Costi di spedizione (e di restituzione): a chi spettano

Partiamo dai costi. Intanto, va detto che la resa di un prodotto non sempre è completamente a costo zero. Il codice del consumo, che recepisce la normativa europea in fatto di acquisti online, stabilisce che, in caso di ripensamento, quanto speso per il prodotto e per la spedizione debbano essere restituiti integralmente al consumatore, senza penali. Nel conto bisogna però inserire le spese di restituzione, vale a dire il costo per rispedire la merce al mittente: la legge lascia infatti libero il venditore di decidere se addebitarlo o meno al cliente. Ma c’è un ma: «Chi adotta questa politica deve precisarlo nelle condizioni di vendita, a chiare lettere», chiarisce Spedale.

Occhio alle condizioni di vendita

Non solo. Il venditore può stabilire altre condizioni, per esempio che alcuni tipi di capi non vengano misurati, o che l’imballo non venga buttato. «L’importante – spiega l’esperto – è che le condizioni di vendita siano bene in evidenza, e che il consumatore possa leggerle prima dell’acquisto». Non è necessario andare a cercare l’informativa tra le pagine del sito. «Per legge l’informativa deve essere ben visibile, in modo che venga letta prima del check out. La maggior parte dei venditori posiziona il link proprio prima del clic finale, abbinandola di solito a una casella da spuntare con la dicitura: “ho letto le condizioni di vendita”. Il consiglio, da mettere in pratica sempre, è di leggerla attentamente».

Se le condizioni di vendita non vengono pubblicate o non sono bene in vista, clausole e limitazioni non valgono. «Ma il consiglio, in questi casi, è di non fidarsi di chi non è trasparente, meglio rinunciare all’acquisto».

Il chargeback, così si blocca il pagamento

E se la fregatura arriva? Se la pratica di reso non viene avviata, oppure il rimborso tarda? «Per tutelarsi, meglio pagare con carta di credito, anche prepagata, o con Paypal. In questi casi è infatti possibile contestare il pagamento, attraverso il cosiddetto chargeback».

Per attivare il chargeback non bisogna far altro che rivolgersi al circuito della carta di credito, o alla propria banca (oppure a Paypal, se si è usato quel mezzo di pagamento), chiedendo che la transazione venga bloccata. Si dovrà poi compilare un modulo, e attendere che il denaro venga riaccreditato. L’onere di di dimostrare che tutto è stato fatto con regolarità spetterà al venditore.

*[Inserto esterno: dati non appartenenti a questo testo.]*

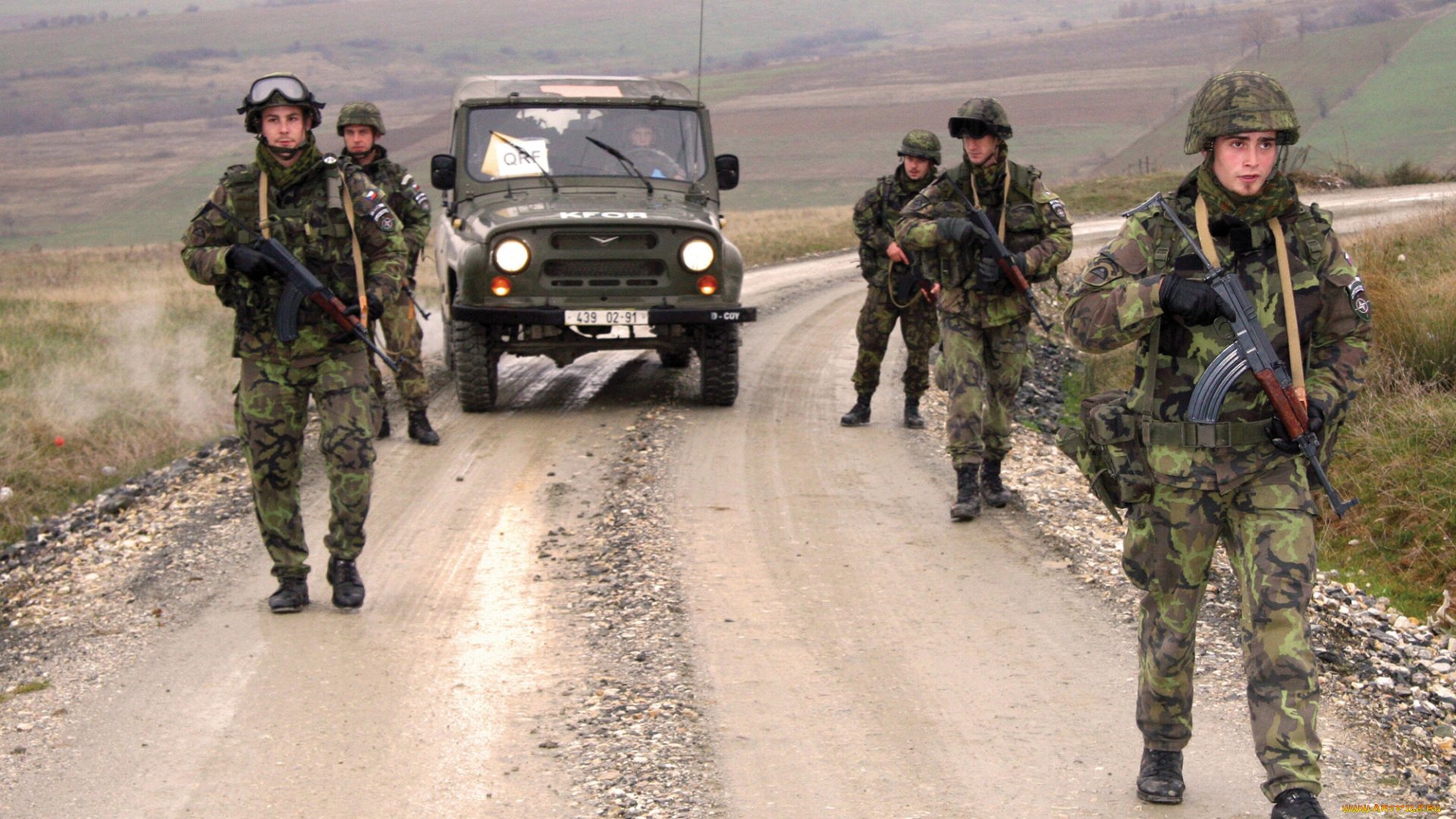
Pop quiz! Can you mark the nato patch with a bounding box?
[1345,275,1372,322]
[369,204,399,233]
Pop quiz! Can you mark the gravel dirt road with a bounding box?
[0,187,1450,819]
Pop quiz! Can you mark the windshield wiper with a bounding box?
[587,137,652,196]
[491,131,556,194]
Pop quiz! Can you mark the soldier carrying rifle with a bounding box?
[1065,71,1370,819]
[182,74,406,613]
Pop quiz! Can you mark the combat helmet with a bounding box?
[949,96,1010,140]
[339,101,384,137]
[1184,71,1299,153]
[896,128,940,165]
[237,71,323,134]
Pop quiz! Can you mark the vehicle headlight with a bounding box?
[679,239,717,272]
[495,239,532,272]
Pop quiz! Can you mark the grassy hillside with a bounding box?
[1098,17,1420,174]
[1304,8,1456,171]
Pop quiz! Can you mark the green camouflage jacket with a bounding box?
[855,165,935,287]
[182,147,406,366]
[896,154,1072,326]
[353,146,429,275]
[1065,175,1370,489]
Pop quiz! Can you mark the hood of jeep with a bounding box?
[464,190,717,236]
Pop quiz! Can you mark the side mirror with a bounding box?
[429,153,456,191]
[714,153,738,191]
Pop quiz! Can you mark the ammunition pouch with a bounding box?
[1057,389,1153,522]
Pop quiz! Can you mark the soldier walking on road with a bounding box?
[182,74,405,613]
[896,98,1072,520]
[839,130,940,430]
[337,102,440,446]
[1065,71,1370,819]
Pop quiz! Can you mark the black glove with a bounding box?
[224,245,278,281]
[344,293,384,321]
[1266,403,1325,455]
[1157,274,1233,326]
[935,215,990,245]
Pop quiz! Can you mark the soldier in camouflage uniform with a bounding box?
[337,102,440,446]
[896,98,1072,520]
[182,74,405,613]
[1065,71,1370,819]
[839,130,940,430]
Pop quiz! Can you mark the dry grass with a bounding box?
[723,207,859,267]
[0,245,236,542]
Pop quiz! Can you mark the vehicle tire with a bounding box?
[657,348,693,370]
[450,321,500,413]
[698,324,738,406]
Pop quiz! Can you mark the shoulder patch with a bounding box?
[369,202,399,233]
[1345,275,1373,322]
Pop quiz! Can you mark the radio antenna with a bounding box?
[698,0,708,102]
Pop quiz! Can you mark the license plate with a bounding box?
[565,307,646,326]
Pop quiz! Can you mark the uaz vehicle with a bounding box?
[431,77,757,413]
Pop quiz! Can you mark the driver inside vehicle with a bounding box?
[622,118,687,179]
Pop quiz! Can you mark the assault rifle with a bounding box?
[198,201,399,373]
[1138,194,1360,517]
[940,172,1051,332]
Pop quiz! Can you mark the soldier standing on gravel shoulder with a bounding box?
[896,98,1072,520]
[337,102,440,446]
[182,74,405,613]
[1065,71,1370,819]
[839,130,940,430]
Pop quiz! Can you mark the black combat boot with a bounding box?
[410,410,440,446]
[328,557,364,609]
[905,395,924,430]
[1138,748,1182,805]
[981,460,1010,509]
[839,392,874,427]
[1269,789,1329,819]
[951,463,981,520]
[268,577,309,613]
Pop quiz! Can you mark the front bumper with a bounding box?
[450,305,758,326]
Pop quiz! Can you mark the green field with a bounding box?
[1098,16,1432,174]
[1304,8,1456,172]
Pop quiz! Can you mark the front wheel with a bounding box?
[698,324,738,406]
[450,321,500,413]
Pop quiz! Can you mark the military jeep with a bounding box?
[429,77,757,413]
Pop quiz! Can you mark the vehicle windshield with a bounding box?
[466,106,708,182]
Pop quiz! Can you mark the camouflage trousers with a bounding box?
[935,313,1028,466]
[1124,462,1320,800]
[853,284,940,398]
[234,351,374,579]
[369,290,429,413]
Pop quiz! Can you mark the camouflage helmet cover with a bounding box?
[1184,71,1299,153]
[339,101,384,137]
[949,96,1012,140]
[237,71,323,134]
[896,128,940,165]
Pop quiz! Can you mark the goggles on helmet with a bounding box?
[246,77,310,105]
[951,117,996,140]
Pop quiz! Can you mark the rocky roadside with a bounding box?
[924,329,1456,817]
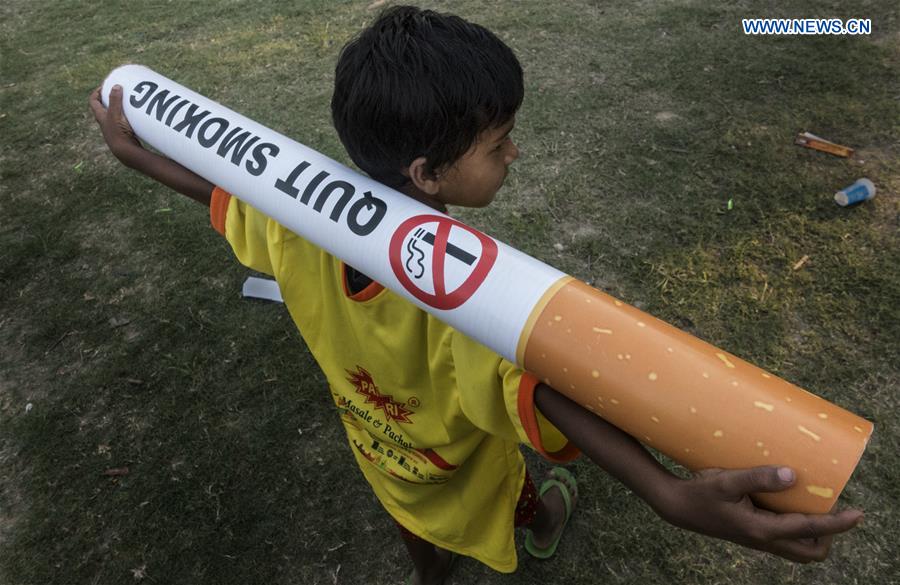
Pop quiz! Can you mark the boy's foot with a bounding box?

Acquisti online: la piattaforma per la conciliazione

Ci sono poi altre vie istituzionali per rimediare a un disservizio legato agli acquisti online. Uno di questi è rivolgersi alla piattaforma Odr (il sito è ec.europa.eu/consumers/odr), uno strumento gratuito per i problemi legati agli acquisti online. Attraverso il sito si può contattare direttamente il venditore, per risolvere direttamente il problema, oppure affidarsi a un organismo di risoluzione delle controversie che lo risolve. Ogni sito di e-commerce deve pubblicare per legge le indicazioni che serviranno ai clienti per richiedere la risoluzione della controversia.